Habits that can help you successfully manage your disease are:
- Stay active - Even though it might seem like the last thing you want to do when you’re in pain, exercise is beneficial for managing arthritis and your overall health. It can strengthen muscles that support your painful joints, preserve and increase joint range of motion, improve sleep quality, boost your mood and sense of well-being and help you lose excess pounds that add stress to joints. It's important to avoid sitting in the same position for long periods of time, so take regular breaks and move around.
- Balance activity with rest - Rest is important when your disease is active, and your joints feel painful, swollen or stiff. Lighten your schedule and obligations and ask for help when you need to.
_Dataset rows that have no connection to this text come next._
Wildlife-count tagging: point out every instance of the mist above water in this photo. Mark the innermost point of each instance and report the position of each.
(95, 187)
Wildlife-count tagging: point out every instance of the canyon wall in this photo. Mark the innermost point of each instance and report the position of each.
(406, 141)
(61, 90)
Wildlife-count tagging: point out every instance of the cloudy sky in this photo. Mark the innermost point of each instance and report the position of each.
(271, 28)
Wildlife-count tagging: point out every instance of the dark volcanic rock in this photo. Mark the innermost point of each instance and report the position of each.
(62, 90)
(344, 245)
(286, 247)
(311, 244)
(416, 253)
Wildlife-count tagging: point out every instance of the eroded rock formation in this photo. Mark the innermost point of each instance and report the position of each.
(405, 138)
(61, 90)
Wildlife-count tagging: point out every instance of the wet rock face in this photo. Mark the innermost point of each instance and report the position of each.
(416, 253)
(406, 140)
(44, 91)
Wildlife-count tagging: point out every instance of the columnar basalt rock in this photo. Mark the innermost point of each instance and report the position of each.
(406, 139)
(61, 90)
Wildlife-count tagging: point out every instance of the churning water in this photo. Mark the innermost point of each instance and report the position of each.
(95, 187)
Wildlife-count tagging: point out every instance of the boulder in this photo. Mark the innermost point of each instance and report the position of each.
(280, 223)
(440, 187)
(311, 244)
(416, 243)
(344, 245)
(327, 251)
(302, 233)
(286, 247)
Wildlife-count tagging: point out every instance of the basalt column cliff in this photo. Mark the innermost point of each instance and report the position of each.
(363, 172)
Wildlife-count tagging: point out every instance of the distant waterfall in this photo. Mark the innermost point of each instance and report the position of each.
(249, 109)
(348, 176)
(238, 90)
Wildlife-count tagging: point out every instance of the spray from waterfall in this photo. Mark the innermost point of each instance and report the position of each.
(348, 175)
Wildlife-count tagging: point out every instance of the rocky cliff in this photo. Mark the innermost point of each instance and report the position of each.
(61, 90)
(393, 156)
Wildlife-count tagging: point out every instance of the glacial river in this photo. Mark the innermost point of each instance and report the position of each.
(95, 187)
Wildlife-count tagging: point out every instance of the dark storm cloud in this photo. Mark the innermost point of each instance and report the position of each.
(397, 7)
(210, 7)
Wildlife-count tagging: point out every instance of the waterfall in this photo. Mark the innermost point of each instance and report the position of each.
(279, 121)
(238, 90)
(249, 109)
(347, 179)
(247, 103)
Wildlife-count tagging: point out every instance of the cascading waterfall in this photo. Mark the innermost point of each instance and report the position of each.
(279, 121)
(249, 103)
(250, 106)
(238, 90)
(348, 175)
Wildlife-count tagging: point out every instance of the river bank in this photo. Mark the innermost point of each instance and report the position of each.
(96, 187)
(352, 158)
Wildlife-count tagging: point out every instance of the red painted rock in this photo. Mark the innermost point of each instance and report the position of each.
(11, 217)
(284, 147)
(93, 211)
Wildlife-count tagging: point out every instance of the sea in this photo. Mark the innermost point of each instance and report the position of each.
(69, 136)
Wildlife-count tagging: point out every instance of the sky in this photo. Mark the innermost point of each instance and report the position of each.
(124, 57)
Pace yourself throughout your day and take breaks to conserve energy.
- Take care of your joints - If you have arthritis, it's important to look after your joints to avoid further damage. For example, try to reduce the stress on your joints while carrying out everyday tasks like moving and lifting. To help protect your joints you need to use larger, stronger joints as levers – for example, take the pressure of opening a heavy door on your shoulder rather than on your hand. Use several joints to spread the weight of an object, for example, use both hands to carry your shopping or distribute the weight evenly by using a rucksack. Don't grip too tightly, grip as loosely as possible or use a padded handle to widen your grip. Good footwear can provide support and comfort for your feet – important if you have arthritis.
- Eat a healthy balanced diet - A healthy diet, when combined with exercise, can help you achieve and maintain a healthy weight. Also, adding foods with anti-inflammatory properties and that are rich in antioxidants can help control inflammation. If you are overweight, losing weight can really help you cope with arthritis. Too much weight places excess pressure on joints leading to increased pain and mobility problems.
- Improve sleep - Poor sleep habits can worsen arthritis pain and fatigue, but there are things you can do to help you fall asleep and stay asleep. Make your bedroom dark, cool and quiet, avoid caffeine or strenuous exercise in the evening and wind down with a warm bath or practice relaxation techniques before bedtime. If you are still having trouble sleeping, talk to your doctor about a change in or timing of your medication or other ways that may improve your sleep.